O livro é também um espelho de muito do que têm sido o discurso e as bandeiras de Pinto da Costa ao longo de quase 40 anos de presidência. A luta pela afirmação de um clube durante largos anos desprezado, a revolução de mentalidades, a batalha contra o centralismo que, defende, está mais presente do que nunca. “Se ainda faz sentido? Cada vez faz mais sentido.” O presidente portista concretiza com um exemplo específico. “Nem nos apercebemos mas há situações aberrantes. Por exemplo, eu posso estar no Porto, em Mogadouro ou em Chaves que quando faço o Euromilhões o lucro desse boletim vai sempre para a Santa Casa da Misericórdia de Lisboa. Para mim isto é uma aberração. Mas as pessoas nem pensam nisso. É tão natural na mentalidade de quem dirige este país que isto fica assim e vai correndo”, aponta, com um sarcasmo inconfundível.
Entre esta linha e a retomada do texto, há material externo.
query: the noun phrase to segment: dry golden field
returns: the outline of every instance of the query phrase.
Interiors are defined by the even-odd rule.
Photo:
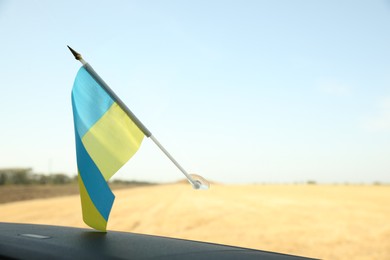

“Depois vêm enganar-nos de vez em quando. O primeiro-ministro foi agora inaugurar um teatro todo contente, numa terra [Covilhã] onde há graves problemas com as populações que ignorou, porque para eles isso não conta. Este país está no cúmulo do centralismo, nem na ditadura era tão centralista como agora.”

Pinto da Costa, presidente do Futebol Clube do Porto

A tendência, considera, resvala também para o âmbito desportivo. “Vi escrito em vários jornais que a ‘final’ com a Sérvia ia ser disputada no estádio-talismã da seleção, o estádio da Luz. Eu acho é que é o talismã dos adversários da seleção. A maior derrota que a seleção teve foi perder a final do Euro 2004 com a Grécia e aconteceu no Estádio da Luz. Mas para os senhores de Lisboa e da Federação, a Luz é que é talismã. Em março vamos ter novo jogo de apuramento e vai ver que vai ser na Luz. Quanto mais perdemos mais talismã é.” Um cenário que, garante, é uma prova cabal de um centralismo que prevalece. “Não admitem que um jogo como aquele que se disputou recentemente com a Sérvia pudesse ser no Dragão. Porque fica mais perto para o primeiro-ministro, para o presidente da República, para o ministro da Educação. Ir ao Porto dá muito trabalho.” Mas queria que o jogo tivesse sido no Dragão? “É evidente que sim. E aqui ganhávamos. Este é que é o talismã.”

No livro, recorda ainda um tempo em que se criou o “clube dos presidentes”. “Reuníamos uma vez por mês, num jantar, seguido de reunião e criou-se um espírito de camaradagem tal que ninguém se sentia à vontade para fazer algo incorreto contra um adversário, porque sabíamos que passado uns dias nos íamos encontrar todos. Esse foi o melhor período de relacionamento entre todos os clubes, aquele em que o futebol realmente teve sossego.” A lembrança serve de pretexto para mais umas bicadas.

“Não havia cá ligas nem federações, eram presidentes que se reuniam, que se respeitavam e em muitos casos até se ganharam grandes amizades. Hoje, quando a Liga faz as reuniões dos presidentes cheira tudo… olhe, cheira tudo mal. Não há aquele espírito de respeito e amizade”, atira, corrosivo, Pinto da Costa, admitindo que, com os atuais protagonistas, a replicação do tal clube dos presidentes “não é viável”.